Scénario Robin Campillo, Laurent Cantet
Image Pierre Milon
Musique Jocelyn Pook
Montage Robin Campillo
Production Haut et Court
Source Haut et Court
Interprétation
Aurélien Recoing, Karin Viard, Serge Livrozet, Jean-Pierre Mangeot, Nicolas Kalsch, Marie Cantet, Félix Cantet
Après son licenciement, Vincent, consultant en entreprise, s’invente un nouveau métier à Genève. Contraint non seulement de trouver coûte que coûte de l’argent, mais aussi d’étayer chaque jour davantage la fiction de son emploi, Vincent tombe dans son propre piège. Mentir à son entourage devient alors une occupation à plein temps.
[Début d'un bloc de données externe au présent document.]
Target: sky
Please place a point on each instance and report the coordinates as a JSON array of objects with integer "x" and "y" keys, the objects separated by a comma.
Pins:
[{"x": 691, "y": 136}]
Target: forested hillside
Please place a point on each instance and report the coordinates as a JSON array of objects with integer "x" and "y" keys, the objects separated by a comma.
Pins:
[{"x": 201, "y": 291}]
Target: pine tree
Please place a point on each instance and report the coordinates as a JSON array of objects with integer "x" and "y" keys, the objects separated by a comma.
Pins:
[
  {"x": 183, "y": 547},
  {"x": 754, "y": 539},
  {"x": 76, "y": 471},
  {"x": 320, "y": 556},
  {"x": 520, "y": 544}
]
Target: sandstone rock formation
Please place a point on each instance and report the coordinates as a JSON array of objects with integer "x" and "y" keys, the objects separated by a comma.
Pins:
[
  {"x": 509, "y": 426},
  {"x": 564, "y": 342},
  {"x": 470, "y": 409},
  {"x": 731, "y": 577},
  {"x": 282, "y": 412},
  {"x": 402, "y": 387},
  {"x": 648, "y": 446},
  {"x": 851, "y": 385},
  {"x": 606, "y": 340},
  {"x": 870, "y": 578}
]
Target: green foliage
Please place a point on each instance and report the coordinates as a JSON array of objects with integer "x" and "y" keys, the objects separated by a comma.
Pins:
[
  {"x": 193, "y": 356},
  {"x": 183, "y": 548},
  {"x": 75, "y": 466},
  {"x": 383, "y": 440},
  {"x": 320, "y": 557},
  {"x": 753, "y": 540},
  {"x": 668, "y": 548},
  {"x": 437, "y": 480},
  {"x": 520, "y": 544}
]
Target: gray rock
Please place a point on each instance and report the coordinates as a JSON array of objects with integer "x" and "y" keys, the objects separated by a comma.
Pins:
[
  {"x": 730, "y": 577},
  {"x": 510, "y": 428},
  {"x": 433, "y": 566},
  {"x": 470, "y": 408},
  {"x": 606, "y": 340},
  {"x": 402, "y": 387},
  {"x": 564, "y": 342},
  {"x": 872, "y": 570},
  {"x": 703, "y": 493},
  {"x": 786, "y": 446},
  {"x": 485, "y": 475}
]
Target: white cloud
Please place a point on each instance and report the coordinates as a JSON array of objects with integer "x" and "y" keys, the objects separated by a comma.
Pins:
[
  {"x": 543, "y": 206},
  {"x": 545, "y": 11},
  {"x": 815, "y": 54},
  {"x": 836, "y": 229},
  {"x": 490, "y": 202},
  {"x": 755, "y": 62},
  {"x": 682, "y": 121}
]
« À la fois film de genre et vertige métaphysique, L’Emploi du temps suit l’échappée mentale de Vincent. Réputé s’inspirer de l’affaire Romand, ce film inconfortable et magistral ne finit pas dans un bain de sang, contrairement au fait divers. “Seul le mensonge m’intéressait”, précise le réalisateur. De l’univers de Romand restent la Suisse, les frontières, les autoroutes. Bref, l’idée que la place sociale s’accompagne d’une place géographique. Il n’y a aucune pathologie, aucune schizophrénie dans cette histoire. Juste un dérapage solitaire, un flottement au quotidien. »
Pour Laurent Cantet et ceux qui suivent son travail, difficile d’oublier la journée du 25 mai 2008. Ce soir-là, le cinéaste reçoit la Palme d’or du Festival de Cannes pour Entre les murs. Cela faisait vingt-et-un ans qu’un film français n’avait pas obtenu...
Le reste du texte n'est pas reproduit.